One reason that I got into Haskell was in order to understand monads and applicative functors, they are important constructs in Haskell and category theory.

There is a steep learning curve for Haskell. Maybe it is more like a hump you have to get over. Just getting to basic proficiency is hard. It took me around one year of low intensity studying, but one day it just made sense.

  • Haskell now has a lot of libraries
  • Libraries and dependencies are handled by Cabal
  • It is fast only 2 - 3 times slower than C
  • Great concurrency
  • Repa native parallel numerical array processing
  • Very small language
  • Very pure
  • Very terse code
  • Very advanced type system
  • Hoogle a Haskell search engine
  • Great web frameworks Happstack, Snap and Yesod


Issues

  • Bad GUI support
  • Module system is crude


    Hoogle, a Search Engine for Haskell

    A colleague told me that when he needed a function he would write it out its signature and put it into Hoogle and often it will take him to the function that he needed. First time I tried it and it actually took me to a function that solved a bigger part of the problem than what I was looking for.

    When I searched Hoogle for this function signature:

    (a -> Bool) -> [a] -> [Int]

    I got these results in EclipseFP:


    Eclipse Plugin EclipseFP

    EclipseFP with Hoogle


    The Haskell Eclipse plugin is quite good:
    • Syntax highlighting
    • Cabal integration
    • Hoogle integration
    • Code completion
    • Debugger
    • GHCi integration with automatic reload


    Python

    Python is a high-level language built on ideas from functional, imperative and object oriented programming. It was created by Guido van Rossum in 1989.

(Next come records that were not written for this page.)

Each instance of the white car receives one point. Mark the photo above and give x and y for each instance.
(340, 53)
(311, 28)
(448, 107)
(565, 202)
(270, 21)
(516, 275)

    For many years Python was my favorite language. It is a language for kids and also for scientists and a lot of people in between.
    • Python is probably the easiest language to learn
    • It took me a day to learn well enough to use
    • Very minimal language
    • Very terse code
    • Excellent wrapper language
    • Many implementations: CPython, Jython (JVM), IronPython (CLR), PyPy
    • Good bindings to numerical packages: NumPy, SciPy
    • Used in computer vision since OpenCV choosing Python to be its scripting language
    • Used in natural language processing due to the NLTK
    • Great web frameworks: Django, TurboGear, CherryPy

    Issues

    Python is not quite a full stack language there are a few missing pieces:
    • Bad GUI support
    • Low-level numerical programming had to be done in external packages
    • Concurrency
    • Speed around 50 times slower compared to C

    Eclipse Plugin PyDev




    I like PyDev it has:
    • Syntax highlighting
    • Code completion
    • Debugger


    Best Programming Language for Kids

    If a kid can understand a technology it is well designed. My daughter is turning 5 and I am thinking about what language I should introduce her to first.

    Python

    My first inclination was to teach her Python since it is the simplest, but it needs to give immediate visual feedback. Python's lack of a good GUI is a problem.

    Haskell

    I have also been tempted to show her some Haskell to teach her good habits in a pure and minimal language. But if I tell her that:

    "A monad is just a monoid in the category of endofunctors"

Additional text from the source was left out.